El primero en llegar fue el primer ministro francés, Clemenceau, vestido con levita, corbata negra y sombrero de copa. Luego se presentaron el presidente norteamericano Wilson, Lloyd George, primer ministro británico, y la delegación italiana, entre otras. Los periodistas alemanes se mezclaron con sus colegas de los países aliados, y vieron cómo sus ministros Hermann Müller y Johannes Bell, pálidos, entraban en la sala. Sus firmas, dijo entonces Clemenceau, eran un «compromiso irrevocable» que sería ejecutado «en su integridad». El acto duró dos horas. El último en firmar fue el representante de Uruguay. Al concluir, los alemanes fueron invitados a abandonar el lugar. El espíritu de aquel Tratado lo marcaron Wilson y Clemenceau, junto a Lloyd George y el italiano Emanuele Orlando, quienes formaban el Consejo de los Cuatro. El norteamericano era un idealista que soñaba con la concordia universal, un profesor universitario que consideraba que la paz se asentaría en la autodeterminación de las naciones. El francés, en cambio, fue quien deseó castigar a Alemania. La paz se quiso fundar en el principio de las nacionalidades, una idea wilsoniana, al objeto de deshacer los imperios centrales, dar satisfacción a las oligarquías regionales y crear estados pequeños para impedir nuevos conflictos. Al tiempo, Francia, Dinamarca, Bélgica e Italia adquirieron territorios europeos. El segundo punto de la paz fue la democracia; es decir, los nuevos Estados, y los vencidos debían fundar sistemas democráticos. De esta manera, casi toda la Europa situada al este del Rin y de los Alpes pasó a tener repúblicas.

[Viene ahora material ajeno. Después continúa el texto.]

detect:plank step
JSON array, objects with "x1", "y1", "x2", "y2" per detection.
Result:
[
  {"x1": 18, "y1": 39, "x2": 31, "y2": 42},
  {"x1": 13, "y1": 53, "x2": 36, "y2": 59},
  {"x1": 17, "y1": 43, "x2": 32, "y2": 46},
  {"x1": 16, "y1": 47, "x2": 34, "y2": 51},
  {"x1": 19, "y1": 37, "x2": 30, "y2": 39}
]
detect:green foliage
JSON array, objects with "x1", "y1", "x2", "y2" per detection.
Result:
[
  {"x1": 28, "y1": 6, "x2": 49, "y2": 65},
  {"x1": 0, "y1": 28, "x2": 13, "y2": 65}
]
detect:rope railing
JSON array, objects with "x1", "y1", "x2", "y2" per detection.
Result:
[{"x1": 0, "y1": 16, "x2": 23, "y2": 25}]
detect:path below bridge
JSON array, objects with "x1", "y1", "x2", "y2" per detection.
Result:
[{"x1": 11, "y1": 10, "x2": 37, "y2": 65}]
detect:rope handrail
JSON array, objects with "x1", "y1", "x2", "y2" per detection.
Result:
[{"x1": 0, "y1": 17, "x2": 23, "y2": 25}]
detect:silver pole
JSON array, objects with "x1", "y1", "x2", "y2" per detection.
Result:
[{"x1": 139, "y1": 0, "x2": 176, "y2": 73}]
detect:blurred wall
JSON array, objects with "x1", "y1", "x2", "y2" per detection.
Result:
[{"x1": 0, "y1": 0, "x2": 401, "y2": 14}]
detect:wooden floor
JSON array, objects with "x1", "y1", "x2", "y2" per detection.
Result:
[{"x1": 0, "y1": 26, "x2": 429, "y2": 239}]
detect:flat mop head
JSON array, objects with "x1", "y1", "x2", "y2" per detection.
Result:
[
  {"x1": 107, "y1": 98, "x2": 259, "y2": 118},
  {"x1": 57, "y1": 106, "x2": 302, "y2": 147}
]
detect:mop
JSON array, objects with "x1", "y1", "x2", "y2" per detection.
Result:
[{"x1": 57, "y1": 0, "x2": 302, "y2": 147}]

Las consecuencias de la paz

La tercera derivada del Tratado, y quizá la más decisiva, fue la de convertir a Alemania en un país inofensivo, sometido e inoperante como potencia colonial. La República de Weimar, forjada tras el fin de la monarquía, aceptó devolver Alsacia y Lorena a Francia, ceder a Polonia los territorios de población polaca, reducir drásticamente el ejército, desmilitarizar Renania –región fronteriza con Francia– y pagar las reparaciones de guerra, que cobraron hasta que Hitler las denunció en 1934. Sin embargo, como anticipo y humillación, tropas coloniales francesas ocuparon el Ruhr, una región rica en carbón e industrias químicas y metalúrgicas, durante dos años. El economista J. M. Keynes, quien participó en las negociaciones, ya dijo entonces, en 1919, que las reparaciones de guerra no podían ser pagadas por Alemania. Era cierto. No solo se generó frustración por el pago injusto, sino rabia por la ocupación y el desarme, vistos como una auténtica humillación, ya que la guerra no había llegado a tocar suelo alemán. Ese sentimiento existió desde el principio. El Tratado de Versalles no contentó a nadie, ni siquiera a los vencedores. En Italia y Alemania el irredentismo y la revancha animaron las fórmulas violentas para imponer un nuevo orden nacional e internacional: el fascismo y el nacionalsocialismo. El resentimiento y la frustración generados por el Tratado alimentaron las figuras de Mussolini y Hitler, bien asentados en el recuerdo de la guerra. Esa reacción a una paz injusta fue mucho más clara en el caso alemán, donde los propios firmantes del Tratado fueron tildados de traidores, y su régimen, la democrática República de Weimar, un sistema satélite y falso impuesto por los aliados. Era, como ha escrito el historiador Marc Ferro, una «nación encolerizada» frente a unos aliados que habían perdido la paz en el mismo momento en el que ganaban la guerra. Esto no fue ajeno a algunas grandes personalidades de 1919. El mariscal Foch, francés, ya señaló que aquel Tratado solo era un «armisticio de veinte años». La emperatriz Eugenia, española, viuda de Napoleón III, declaró que «Cada párrafo de esta obra anuncia una nueva guerra», y acertó.